MD5 vs SHA-256: What Is the Difference?
Article • 24. June 2026

MD5 vs SHA-256: What Is the Difference?

Compare MD5 and SHA-256 by digest length, collision resistance, performance, and practical use to understand which algorithm belongs in modern systems.

MD5 and SHA-256 both turn data into a fixed-length digest, but treating them as interchangeable creates real security problems. MD5 produces a 128-bit value, usually written as 32 hexadecimal characters. SHA-256 produces a 256-bit value, written as 64 hexadecimal characters. The larger output matters, but output length is only part of the difference. The more important issue is that practical collision attacks have broken MD5’s collision resistance, while SHA-256 remains suitable for modern integrity and security applications when used correctly.
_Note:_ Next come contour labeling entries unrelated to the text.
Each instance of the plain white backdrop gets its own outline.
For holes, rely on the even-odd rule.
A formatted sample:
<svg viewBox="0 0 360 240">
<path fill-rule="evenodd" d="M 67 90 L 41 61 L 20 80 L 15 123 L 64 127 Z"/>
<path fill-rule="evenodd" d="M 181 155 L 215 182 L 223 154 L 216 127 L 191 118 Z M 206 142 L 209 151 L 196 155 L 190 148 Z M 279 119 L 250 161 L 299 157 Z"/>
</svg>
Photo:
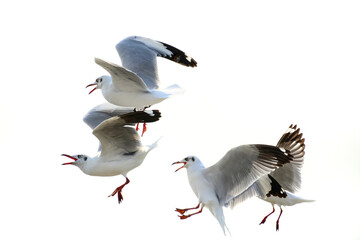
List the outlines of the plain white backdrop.
<svg viewBox="0 0 360 240">
<path fill-rule="evenodd" d="M 197 199 L 189 154 L 206 166 L 230 148 L 276 144 L 291 123 L 306 138 L 302 190 L 315 199 L 279 210 L 250 199 L 226 209 L 234 239 L 359 239 L 360 6 L 357 1 L 8 1 L 0 8 L 1 239 L 220 239 L 208 210 L 181 221 Z M 186 92 L 154 108 L 163 117 L 143 141 L 163 136 L 129 173 L 124 201 L 107 198 L 125 180 L 61 166 L 95 154 L 82 122 L 104 102 L 85 86 L 120 64 L 130 35 L 185 51 L 194 69 L 158 60 L 163 85 Z"/>
</svg>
The job of a cryptographic hash function

A hash function accepts an input of almost any size and returns a digest of a fixed size. The same input always returns the same digest. A one-byte change should produce a very different result. Developers use this behavior to detect accidental file changes, build digital signatures, identify content, and support many security protocols.

Hashing does not encrypt data. There is no decryption key, and a digest is not a compact copy of the original input. A matching digest is evidence that two inputs are probably the same, subject to the strength of the algorithm and the threat model. For a basic explanation of that distinction, see MD5 encryption vs hashing.

MD5 is shorter and structurally broken

MD5 was designed by Ronald Rivest and published in 1992. It processes data into a 128-bit digest. A randomly behaving 128-bit hash would normally require roughly 2 to the power of 64 attempts to find a collision because of the birthday effect. MD5 no longer provides even that practical level of collision resistance. Researchers developed methods that can deliberately construct different inputs with the same MD5 value.

This does not mean every MD5 checksum is instantly useless. If you compare two files that you created and control, MD5 can still detect ordinary transmission errors. It is also common in legacy databases, duplicate-file tools, and old download archives. The problem appears when an attacker may be able to prepare or replace the files. In that situation, collision resistance matters, and MD5 should not be trusted.

SHA-256 offers a much stronger security margin

SHA-256 belongs to the SHA-2 family standardized by the US National Institute of Standards and Technology. Its 256-bit digest gives a generic collision security level of about 128 bits and a preimage security level of about 256 bits. Those figures describe idealized brute-force work, not a promise that every implementation is secure. Even so, no practical collision attack comparable to the MD5 attacks is known for full SHA-256.

NIST continues to approve SHA-2 for appropriate uses. Its Secure Hash Standard defines SHA-224, SHA-256, SHA-384, SHA-512, and related variants. SHA-256 also has wide support in operating systems, programming languages, package managers, cloud services, and digital-signature tooling.

Speed is not always a benefit

Both MD5 and SHA-256 are designed to process data quickly. On modern processors, either can hash large files efficiently, and hardware acceleration may make SHA-256 surprisingly fast. For file integrity, that speed is useful. For password storage, it is dangerous. Attackers can test enormous numbers of password guesses when a fast general-purpose hash is used.

Neither MD5 nor plain SHA-256 should be used as a password-storage function. Passwords need a deliberately expensive algorithm such as Argon2id, scrypt, bcrypt, or an appropriately configured PBKDF2 implementation. Adding a salt to a fast hash does not solve the core problem because each guess remains cheap.

Which algorithm should you use?

For new file checksums

Choose SHA-256 unless you have a defined reason to use another current algorithm. It is widely available, easy to exchange, and much safer when files may come from an untrusted source. A checksum alone does not prove who published a file, so software publishers should also use a trusted digital signature when authenticity matters.

For legacy compatibility

You may need MD5 when a protocol, vendor, or archive exposes only MD5 values. Treat the result as a compatibility check, not strong evidence against malicious modification. When possible, calculate and store a SHA-256 checksum alongside the old value, then update dependent systems gradually.

For passwords

Use a dedicated password-hashing function through a maintained library. Do not invent a construction such as repeated MD5, MD5 plus SHA-256, or SHA-256 applied thousands of times without a standard design. Security depends on memory cost, work factors, salts, correct encoding, safe comparison, and an upgrade path. Compatibility needs should be documented so a temporary exception does not quietly become the permanent default.

A practical decision rule

MD5 answers a narrow legacy question: “Does this data match an old MD5 value?” SHA-256 answers a broader modern question: “Can I use a current, collision-resistant hash for integrity and security protocols?” For new work, SHA-256 is the sensible default between the two. Keep MD5 only where compatibility demands it, label that use clearly, and never present it as suitable for password protection or adversarial file verification.